It is now nearly a year since we last had an Assembly or Executive in Northern Ireland. Despite going to the ballot box four times in the last two years, the region remains under the stewardship of the Head of the Civil Service, David Sterling, and a team of permanent secretaries with Secretary of State James Brokenshire making it very clear that we are not under direct rule.
The 2016 Assembly election was quickly followed by the Programme for Government, developed with a new focus on outcomes. It moved away from the traditional model of counting inputs and outputs, toward a shared approach to the delivery of public services and ‘turning the curve' on long-term social and economic challenges.
A new Industrial Strategy explored how Northern Ireland could become a globally competitive economy. Coupled with continued positive noises about corporation tax, activity seemed to be at least moving in the right direction.
Fast forward 12 months, and whether one is a leaver or remainer, a devolutionist or a direct-ruler, the lack of devolved institutions doesn’t make for a lack of political activity.
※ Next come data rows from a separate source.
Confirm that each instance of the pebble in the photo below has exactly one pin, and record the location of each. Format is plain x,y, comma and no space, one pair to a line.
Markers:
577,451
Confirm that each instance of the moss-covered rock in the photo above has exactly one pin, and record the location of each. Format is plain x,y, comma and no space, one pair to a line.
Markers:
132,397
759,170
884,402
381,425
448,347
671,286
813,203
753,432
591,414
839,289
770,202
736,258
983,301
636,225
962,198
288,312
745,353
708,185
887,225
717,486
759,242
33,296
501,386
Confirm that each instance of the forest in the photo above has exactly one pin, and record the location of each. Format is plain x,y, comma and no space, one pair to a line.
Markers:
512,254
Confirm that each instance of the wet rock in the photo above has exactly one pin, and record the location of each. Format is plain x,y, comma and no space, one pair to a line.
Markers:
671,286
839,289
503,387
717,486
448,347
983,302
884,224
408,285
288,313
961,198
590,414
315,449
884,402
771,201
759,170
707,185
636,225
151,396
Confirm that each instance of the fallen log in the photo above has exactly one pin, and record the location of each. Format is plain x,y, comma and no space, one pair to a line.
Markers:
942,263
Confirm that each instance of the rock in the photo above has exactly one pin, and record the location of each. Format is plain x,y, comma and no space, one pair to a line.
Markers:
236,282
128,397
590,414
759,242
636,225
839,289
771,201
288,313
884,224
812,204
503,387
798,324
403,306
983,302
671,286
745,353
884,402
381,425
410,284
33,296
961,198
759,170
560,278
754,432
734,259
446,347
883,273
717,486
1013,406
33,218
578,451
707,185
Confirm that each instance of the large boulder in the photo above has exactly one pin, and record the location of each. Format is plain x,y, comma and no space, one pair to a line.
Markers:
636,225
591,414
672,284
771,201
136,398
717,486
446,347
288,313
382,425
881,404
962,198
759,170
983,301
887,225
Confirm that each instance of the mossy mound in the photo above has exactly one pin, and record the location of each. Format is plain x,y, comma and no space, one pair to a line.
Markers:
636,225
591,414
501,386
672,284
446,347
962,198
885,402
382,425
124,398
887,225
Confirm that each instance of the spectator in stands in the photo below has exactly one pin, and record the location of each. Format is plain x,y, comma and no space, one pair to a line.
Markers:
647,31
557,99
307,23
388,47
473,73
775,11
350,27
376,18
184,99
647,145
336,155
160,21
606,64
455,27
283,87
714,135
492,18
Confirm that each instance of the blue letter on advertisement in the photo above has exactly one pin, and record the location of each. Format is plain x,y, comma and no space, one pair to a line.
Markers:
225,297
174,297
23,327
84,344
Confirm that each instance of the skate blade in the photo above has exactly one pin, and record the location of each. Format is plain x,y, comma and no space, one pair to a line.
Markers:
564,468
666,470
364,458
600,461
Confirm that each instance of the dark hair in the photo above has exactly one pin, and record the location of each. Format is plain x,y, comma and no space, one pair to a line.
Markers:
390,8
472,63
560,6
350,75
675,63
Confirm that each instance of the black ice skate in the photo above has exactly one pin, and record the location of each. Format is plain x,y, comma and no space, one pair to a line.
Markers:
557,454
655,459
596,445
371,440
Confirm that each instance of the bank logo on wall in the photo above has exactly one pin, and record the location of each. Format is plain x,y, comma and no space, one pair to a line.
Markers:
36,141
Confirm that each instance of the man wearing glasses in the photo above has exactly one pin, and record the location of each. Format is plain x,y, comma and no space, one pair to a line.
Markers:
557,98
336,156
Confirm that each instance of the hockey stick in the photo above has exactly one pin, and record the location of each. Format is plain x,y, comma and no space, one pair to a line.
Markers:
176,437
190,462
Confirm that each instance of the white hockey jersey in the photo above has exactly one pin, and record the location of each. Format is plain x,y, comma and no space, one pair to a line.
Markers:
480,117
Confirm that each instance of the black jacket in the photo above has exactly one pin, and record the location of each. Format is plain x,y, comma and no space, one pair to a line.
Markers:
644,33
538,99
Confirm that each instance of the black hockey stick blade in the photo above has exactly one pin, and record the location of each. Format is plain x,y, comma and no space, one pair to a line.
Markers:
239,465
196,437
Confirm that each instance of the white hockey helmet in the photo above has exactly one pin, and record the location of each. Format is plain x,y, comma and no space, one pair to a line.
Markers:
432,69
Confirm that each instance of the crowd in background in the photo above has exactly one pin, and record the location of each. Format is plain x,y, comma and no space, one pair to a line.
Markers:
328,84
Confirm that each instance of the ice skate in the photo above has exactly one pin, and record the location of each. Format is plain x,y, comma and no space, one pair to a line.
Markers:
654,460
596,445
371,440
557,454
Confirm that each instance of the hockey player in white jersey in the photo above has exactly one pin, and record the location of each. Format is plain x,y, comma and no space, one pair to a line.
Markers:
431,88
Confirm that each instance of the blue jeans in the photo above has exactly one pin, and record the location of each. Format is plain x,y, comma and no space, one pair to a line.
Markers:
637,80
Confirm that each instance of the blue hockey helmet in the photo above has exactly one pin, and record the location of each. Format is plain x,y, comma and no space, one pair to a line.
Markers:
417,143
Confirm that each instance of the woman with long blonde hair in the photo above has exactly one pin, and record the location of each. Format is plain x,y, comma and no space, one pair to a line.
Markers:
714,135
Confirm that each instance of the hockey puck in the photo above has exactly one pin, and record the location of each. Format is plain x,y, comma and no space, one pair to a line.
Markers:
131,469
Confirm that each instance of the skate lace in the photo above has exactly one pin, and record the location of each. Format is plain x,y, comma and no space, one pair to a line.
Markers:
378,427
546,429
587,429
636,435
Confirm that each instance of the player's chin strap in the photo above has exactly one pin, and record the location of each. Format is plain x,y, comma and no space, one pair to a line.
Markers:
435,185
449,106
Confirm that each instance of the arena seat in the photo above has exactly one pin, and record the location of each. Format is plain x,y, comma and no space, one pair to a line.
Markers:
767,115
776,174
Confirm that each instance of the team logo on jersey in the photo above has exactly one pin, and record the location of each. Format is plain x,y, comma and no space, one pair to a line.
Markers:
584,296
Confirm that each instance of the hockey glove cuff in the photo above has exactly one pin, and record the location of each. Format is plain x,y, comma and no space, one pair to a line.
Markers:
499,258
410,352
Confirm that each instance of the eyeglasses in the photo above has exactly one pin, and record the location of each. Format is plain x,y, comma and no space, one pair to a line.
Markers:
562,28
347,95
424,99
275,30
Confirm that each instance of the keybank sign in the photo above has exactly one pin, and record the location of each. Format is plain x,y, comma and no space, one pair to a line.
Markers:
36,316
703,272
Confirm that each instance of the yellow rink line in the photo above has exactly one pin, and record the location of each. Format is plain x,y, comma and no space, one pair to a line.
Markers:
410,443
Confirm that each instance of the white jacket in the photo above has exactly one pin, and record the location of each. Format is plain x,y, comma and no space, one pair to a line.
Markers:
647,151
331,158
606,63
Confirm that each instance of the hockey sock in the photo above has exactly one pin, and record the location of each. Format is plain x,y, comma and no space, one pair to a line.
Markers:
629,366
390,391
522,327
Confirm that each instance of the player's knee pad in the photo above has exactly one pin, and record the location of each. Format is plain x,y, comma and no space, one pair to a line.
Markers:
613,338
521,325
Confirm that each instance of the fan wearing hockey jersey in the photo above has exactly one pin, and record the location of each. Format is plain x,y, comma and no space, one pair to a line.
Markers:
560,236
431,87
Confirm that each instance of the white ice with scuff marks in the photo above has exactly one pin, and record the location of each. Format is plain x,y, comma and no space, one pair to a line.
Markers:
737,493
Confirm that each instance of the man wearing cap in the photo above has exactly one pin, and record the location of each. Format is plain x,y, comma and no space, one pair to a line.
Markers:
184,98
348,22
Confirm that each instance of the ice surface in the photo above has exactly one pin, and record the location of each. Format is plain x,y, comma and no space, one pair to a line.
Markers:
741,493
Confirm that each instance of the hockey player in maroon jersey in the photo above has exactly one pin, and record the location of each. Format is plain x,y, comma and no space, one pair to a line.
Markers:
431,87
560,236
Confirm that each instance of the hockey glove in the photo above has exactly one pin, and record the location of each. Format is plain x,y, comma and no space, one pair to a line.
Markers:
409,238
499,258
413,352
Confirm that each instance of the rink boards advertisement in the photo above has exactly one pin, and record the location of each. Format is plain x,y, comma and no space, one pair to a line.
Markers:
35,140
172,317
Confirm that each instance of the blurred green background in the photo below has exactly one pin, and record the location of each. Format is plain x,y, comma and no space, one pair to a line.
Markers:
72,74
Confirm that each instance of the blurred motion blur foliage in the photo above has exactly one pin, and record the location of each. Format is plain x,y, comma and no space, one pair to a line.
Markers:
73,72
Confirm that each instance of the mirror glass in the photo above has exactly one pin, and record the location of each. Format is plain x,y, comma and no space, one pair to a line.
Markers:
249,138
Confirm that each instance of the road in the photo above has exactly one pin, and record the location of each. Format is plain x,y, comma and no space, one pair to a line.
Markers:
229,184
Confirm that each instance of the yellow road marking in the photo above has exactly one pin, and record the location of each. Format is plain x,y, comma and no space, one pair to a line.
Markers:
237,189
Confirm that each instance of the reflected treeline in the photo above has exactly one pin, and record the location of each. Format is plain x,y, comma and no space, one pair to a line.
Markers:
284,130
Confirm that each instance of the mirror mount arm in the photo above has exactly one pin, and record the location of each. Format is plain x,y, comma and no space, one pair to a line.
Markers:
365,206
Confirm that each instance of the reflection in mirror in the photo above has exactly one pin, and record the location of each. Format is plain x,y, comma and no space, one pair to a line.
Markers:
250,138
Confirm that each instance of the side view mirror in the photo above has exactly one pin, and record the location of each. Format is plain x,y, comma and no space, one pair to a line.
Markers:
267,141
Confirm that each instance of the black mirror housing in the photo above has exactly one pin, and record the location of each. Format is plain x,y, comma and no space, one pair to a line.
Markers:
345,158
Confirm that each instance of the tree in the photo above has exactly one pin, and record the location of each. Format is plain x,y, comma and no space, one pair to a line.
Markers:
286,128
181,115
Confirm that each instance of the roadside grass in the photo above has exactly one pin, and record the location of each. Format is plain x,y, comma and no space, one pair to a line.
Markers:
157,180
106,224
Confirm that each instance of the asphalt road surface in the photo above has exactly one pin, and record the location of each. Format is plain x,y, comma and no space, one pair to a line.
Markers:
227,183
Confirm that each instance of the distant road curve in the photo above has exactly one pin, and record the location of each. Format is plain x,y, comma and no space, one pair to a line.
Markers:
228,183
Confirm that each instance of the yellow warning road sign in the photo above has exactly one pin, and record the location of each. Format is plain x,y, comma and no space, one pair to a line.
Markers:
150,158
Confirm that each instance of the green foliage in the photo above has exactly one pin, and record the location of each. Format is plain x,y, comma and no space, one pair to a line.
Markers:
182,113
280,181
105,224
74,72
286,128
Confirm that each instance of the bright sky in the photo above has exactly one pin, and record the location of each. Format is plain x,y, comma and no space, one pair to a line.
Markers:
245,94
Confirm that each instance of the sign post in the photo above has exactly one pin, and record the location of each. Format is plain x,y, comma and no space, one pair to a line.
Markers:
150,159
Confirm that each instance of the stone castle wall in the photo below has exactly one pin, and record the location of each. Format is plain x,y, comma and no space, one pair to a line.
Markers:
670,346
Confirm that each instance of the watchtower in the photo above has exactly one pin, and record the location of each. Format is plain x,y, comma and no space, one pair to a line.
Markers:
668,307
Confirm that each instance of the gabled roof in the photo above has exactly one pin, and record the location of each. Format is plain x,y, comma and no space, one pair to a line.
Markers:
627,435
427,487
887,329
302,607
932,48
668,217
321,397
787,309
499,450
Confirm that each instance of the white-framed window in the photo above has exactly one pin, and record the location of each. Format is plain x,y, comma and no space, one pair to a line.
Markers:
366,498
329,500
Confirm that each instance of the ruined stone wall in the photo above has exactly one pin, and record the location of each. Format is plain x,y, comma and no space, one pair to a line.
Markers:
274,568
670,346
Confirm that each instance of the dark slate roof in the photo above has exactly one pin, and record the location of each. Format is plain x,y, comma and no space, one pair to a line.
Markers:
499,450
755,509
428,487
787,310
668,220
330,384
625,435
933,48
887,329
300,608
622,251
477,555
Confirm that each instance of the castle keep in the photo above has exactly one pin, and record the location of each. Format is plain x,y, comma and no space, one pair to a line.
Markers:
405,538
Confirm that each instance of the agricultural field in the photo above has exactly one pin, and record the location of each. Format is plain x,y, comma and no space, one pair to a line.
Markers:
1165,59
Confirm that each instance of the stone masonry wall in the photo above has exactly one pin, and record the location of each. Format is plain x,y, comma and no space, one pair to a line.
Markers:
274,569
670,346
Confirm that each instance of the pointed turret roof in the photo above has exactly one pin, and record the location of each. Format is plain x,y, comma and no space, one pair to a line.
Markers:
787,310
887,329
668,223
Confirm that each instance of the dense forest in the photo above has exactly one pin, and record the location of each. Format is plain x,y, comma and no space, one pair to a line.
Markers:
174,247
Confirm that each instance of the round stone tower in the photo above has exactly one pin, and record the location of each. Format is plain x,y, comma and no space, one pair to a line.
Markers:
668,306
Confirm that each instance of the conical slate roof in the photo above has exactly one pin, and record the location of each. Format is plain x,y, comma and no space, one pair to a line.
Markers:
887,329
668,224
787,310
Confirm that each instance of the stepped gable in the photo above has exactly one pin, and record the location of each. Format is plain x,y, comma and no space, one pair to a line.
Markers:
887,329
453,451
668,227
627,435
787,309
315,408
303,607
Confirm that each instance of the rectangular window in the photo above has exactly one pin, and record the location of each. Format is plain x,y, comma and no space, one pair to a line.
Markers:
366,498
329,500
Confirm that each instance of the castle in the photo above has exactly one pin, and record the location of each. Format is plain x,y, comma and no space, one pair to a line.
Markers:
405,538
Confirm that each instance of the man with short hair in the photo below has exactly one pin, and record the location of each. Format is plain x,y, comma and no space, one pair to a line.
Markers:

It’s been fascinating for those of us on this side of the Irish Sea to observe reactions to the DUP and its critical interventions on both Brexit and non-Brexit matters at Westminster – it is definitely making its presence felt.
From protecting the triple lock pension to securing changes to the agreement between the UK and the European Commission last week, the DUP is enjoying its time at the heart of the union.
Some of the practical outputs of the party’s ‘confidence and supply’ agreement with the Conservatives emerged at the last Budget when the Chancellor, Philip Hammond, announced his intention to open talks on a Belfast City Deal, one that should lead to similar arrangements in other parts of Northern Ireland. Beyond that, he committed to reviewing the effect of APD and VAT on tourism in the region.
While the DUP’s negotiation skills are laudable, its membership of Westminster committees important and the support for Theresa May critical, it might not be able to hold back the tide of events in parliament and could lose the leverage it currently enjoys.
Will Sinn Féin return to power sharing in the North? It all depends on whether such a move is in its strategic interests. Public support for Irish Prime Minister Leo Varadkar’s handling of Brexit negotiations may have reduced the probability of Sinn Féin doing as well as it would like in any future election in the Republic of Ireland, but, even against the backdrop of Gerry Adams’s preparations to retire as party president in the coming months, the party will remain focused on growing in the South.
As 2017 draws to a close, the best solution to the challenges faced here is locally elected ministers making locally informed decisions. In the absence of this, however, are their direct rule counterparts warming up on the sidelines, preparing to provide stewardship and plug the gaps to which we have grown accustomed?